In his video, Talbot displays a photo of Mohamed’s clock and on screen, flashes an arrow over a tangle of cords jutting from the case. “This was put in here to look like a device, with these cables and these… to look like a device that would be suspicious, and I think intentionally so,” he says of the design.

“This is simply taking a clock out of its case, and I think probably for provocative reasons, intentionally,” he said in his video. He did not elaborate further.

“When I saw this, I thought, ‘We’re getting duped here,’” Talbot told The Daily Beast, adding, “Anybody who knows electronics really well needs less than five seconds to know that was a clock taken out of the box.”

The researcher, who has run contests for young inventors Mohamed’s age, said he doesn’t intend to pick on Mohamed but rather the media’s failure to capture more of the story.

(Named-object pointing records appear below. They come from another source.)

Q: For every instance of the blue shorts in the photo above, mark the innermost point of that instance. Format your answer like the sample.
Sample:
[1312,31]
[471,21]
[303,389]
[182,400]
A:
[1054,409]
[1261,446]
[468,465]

Over the weekend, social media activists embarked on a campaign to downvote his YouTube video, which had more than 380,000 views Sunday night.

“Whether it fits your narrative or whatever you want to believe… this particular child down in Texas did not make anything,” Talbot said in the video, adding, “People should not recognize this as an invention and recognize this child as an inventor for this particular creation.”

More from the Beast:

For some electronics experts, Mohamed’s windfall is unfair to students that actually invent things. Bryan Bergeron, an author of electronics books and editor in chief of the magazine Nuts & Volts, said that Mohamed’s project “would be ‘cute’ for someone age 7. But even then, not ‘inventive.’”

“The problem with giving this 14-year-old—whom I have nothing against; I really know very little of him—kudos for being inventive, is that there are tens of thousands of 11-year-olds out there actually designing circuits, building them from scratch and ‘innovating,’” Bergeron told The Daily Beast.

One of those teenagers is my electronics geek son, who was initially furious over what happened to Ahmed, but now thinks Ahmed is a plagiarizing little punk. My son said to me last night, wearing his MIT t-shirt, “I’m actually inventing things, but this kid is getting all the intention for something he didn’t even invent. This is really disappointing.”

You know what’s interesting about the Talbot part of that story? That here’s a scientist offering an analysis that debunks what might be a tall tale, but the Social Justice Warriors want to shut him up because his analysis might disprove the initial narrative.

I jumped to conclusions about Ahmed’s clock the first time, so I’m not going to do it now. But what these geeks show us makes the entire episode look very fishy. The early Ahmed Truthers on this blog who suspected the kid was put up to this stunt by his attention-seeking gadfly of a father might have been on to something. Whatever the truth is, it seems at least likely that Ahmed did not “invent” anything. That may not justify the overreaction of school officials and the Irving police, but it’s worth seriously considering, if Ahmed did, in fact, plagiarize this device, whether or not he was trying to provoke exactly this kind of overreaction. Somebody needs to get to the bottom of this — or has the story become too useful for the White House and others who rushed to Ahmed’s defense to discredit?